We know that the acceleration of the ball is constant, this means that the motion is an uniformly accelerated motion and hence we can use one of the following equations:
[tex]\begin{gathered} a=\frac{v_f-v_0}{t} \\ \Delta x=v_0t+\frac{1}{2}at^2 \\ v_f^2-v_0^2=2a\Delta x \end{gathered}[/tex]

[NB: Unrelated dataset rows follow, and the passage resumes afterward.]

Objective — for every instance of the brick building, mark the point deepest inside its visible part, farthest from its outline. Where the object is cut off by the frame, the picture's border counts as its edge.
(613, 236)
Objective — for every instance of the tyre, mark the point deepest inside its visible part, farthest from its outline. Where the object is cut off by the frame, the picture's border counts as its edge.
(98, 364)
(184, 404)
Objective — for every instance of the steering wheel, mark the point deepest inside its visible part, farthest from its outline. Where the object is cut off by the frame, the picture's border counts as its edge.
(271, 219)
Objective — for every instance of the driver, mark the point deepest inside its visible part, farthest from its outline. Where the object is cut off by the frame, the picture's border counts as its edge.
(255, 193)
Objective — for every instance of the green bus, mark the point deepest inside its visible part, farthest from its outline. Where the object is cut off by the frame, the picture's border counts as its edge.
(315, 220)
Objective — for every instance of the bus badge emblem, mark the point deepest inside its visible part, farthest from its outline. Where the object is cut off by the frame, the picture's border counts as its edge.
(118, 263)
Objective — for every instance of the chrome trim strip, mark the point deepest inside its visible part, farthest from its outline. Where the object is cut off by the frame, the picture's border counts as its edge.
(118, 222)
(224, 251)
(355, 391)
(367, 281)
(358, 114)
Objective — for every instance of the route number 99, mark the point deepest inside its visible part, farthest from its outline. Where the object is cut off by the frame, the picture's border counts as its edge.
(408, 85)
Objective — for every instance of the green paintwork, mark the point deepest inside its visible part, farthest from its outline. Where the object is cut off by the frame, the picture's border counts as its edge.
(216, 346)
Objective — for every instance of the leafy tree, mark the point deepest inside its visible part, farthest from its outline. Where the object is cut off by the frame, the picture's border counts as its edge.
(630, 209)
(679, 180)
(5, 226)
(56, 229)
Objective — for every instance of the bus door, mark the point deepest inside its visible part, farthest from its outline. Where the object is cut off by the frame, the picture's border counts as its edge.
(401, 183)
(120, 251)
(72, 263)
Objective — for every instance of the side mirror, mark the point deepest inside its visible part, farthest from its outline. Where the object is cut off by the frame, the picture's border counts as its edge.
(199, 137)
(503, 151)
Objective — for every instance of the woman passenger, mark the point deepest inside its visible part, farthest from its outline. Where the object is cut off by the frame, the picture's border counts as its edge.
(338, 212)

Now, in this case we know we want to know the time and we know:
• The initial velocity 5 m/s
,
• The acceleration -1.81 m/s²
,
• The change in position of the object -2 m
Comparing what we want and what we know we notice that we can use the second equation, plugging the values and solving for t we have:
[tex]\begin{gathered} -2=5t+\frac{1}{2}(-1.81)t^2 \\ -2=5t-0.905t^2 \\ 0.905t^2-5t-2=0 \\ \text{ Using the quadratic formula we have:} \\ t=\frac{-(-5)\pm\sqrt{(-5)^2-4(0.905)(-2)}}{2(0.905)} \\ t=\frac{5\pm\sqrt{32.24}}{1.81} \\ \text{ Then:} \\ t=\frac{5+\sqrt{32.24}}{1.81}=5.90 \\ \text{ or} \\ t=\frac{5-\sqrt{32.24}}{1.81}=-0.37 \end{gathered}[/tex]
Choosing the positive solution (since the time is always positive) we conclude that it takes 5.90 s for the ball to be two meters to the left from where it started.